Tijdens de raadsvergadering op 25 mei van dit jaar nam de raad een motie aan, waarin werd gevraagd om de openbaarmaking van de inhoud van een taxatierapport.
Dat rapport vormde het bewijs, dat de door Orez bv gedane bieding (op de concessie tot herinrichting van het recreatieoord) marktconform was.
Het college liet weten de motie te zullen omarmen, maar vroeg een maand uitstel om haar te kunnen uitvoeren. Wat door de raad werd gegeven.
Per raadsbrief van 28 juni liet het college weten, dat de opsteller van het taxatierapport (Fakton) haar nadrukkelijk had afgeraden om het rapport openbaar te maken en dat zij dat advies had overgenomen.
Dat de taxatie wel ter beschikking van de raad zou worden gesteld, maar wel onder het voorbehoudt, dat t.a.v. de inhoud een plicht tot geheimhouding zou gelden.
Die plicht tot geheimhouding werd de daaropvolgende dag door de raad bekrachtigd. Met als consequentie, dat de raad vanaf dat moment ook de enige zou zijn, die de plicht weer zou kunnen opheffen.
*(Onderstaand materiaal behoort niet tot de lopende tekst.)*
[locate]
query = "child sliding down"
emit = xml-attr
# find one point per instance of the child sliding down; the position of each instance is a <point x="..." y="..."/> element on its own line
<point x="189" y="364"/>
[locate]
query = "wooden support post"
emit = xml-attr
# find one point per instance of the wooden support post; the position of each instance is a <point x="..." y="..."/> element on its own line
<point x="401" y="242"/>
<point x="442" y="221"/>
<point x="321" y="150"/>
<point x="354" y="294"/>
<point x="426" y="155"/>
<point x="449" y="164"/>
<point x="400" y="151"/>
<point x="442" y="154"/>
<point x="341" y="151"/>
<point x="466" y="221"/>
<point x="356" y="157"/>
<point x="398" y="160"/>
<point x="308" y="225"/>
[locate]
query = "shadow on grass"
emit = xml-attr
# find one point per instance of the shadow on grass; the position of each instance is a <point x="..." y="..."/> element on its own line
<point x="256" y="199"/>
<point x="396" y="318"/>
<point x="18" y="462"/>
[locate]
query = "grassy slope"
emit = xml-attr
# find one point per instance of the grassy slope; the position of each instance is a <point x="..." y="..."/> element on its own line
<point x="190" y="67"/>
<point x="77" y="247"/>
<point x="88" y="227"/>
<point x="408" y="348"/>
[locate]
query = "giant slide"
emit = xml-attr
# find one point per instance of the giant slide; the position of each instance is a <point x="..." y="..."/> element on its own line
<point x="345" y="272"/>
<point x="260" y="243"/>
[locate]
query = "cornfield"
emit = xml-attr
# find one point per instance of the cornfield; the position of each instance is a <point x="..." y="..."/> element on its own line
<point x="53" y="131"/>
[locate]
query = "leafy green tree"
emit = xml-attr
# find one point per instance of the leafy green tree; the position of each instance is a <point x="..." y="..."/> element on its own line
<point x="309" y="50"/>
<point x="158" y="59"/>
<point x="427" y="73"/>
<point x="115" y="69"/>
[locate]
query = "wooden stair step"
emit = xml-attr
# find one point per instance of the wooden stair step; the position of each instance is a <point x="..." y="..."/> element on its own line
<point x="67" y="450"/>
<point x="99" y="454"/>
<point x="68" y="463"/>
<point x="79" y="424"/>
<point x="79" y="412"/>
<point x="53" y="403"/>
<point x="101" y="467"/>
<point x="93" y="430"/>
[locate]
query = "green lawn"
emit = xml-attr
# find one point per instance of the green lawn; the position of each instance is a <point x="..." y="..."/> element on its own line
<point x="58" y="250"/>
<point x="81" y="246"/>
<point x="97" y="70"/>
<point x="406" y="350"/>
Hoewel de raad gewoonlijk genoegen neemt met verklaringen van het college over de inhoud, staat vast, dat ze in staat is gesteld om kennis te nemen van de inhoud van het taxatierapport en dat ze dus kan WETEN, dat de raming van de gebiedswaarde door Fakton circa 10,6 miljoen euro bedroeg.
Tegelijkertijd heeft de raad kennis kunnen nemen van het in opdracht van Droomparken gemaakte rapport van Cushman & Wakefield, dat de waarde voor beide oorspronkelijke plandelen (villapark en camping) becijferde op circa 30 miljoen euro.
Op bases daarvan kan worden vastgesteld, dat er geen enkel bewijs is, dat de door Fakton berekende (maar geheim verklaarde) waarde het bewijs vormt, dat de door Orez uitgebrachte bieding marktconform was.
Eerder is het taxatierapport het bewijs van het tegenovergestelde.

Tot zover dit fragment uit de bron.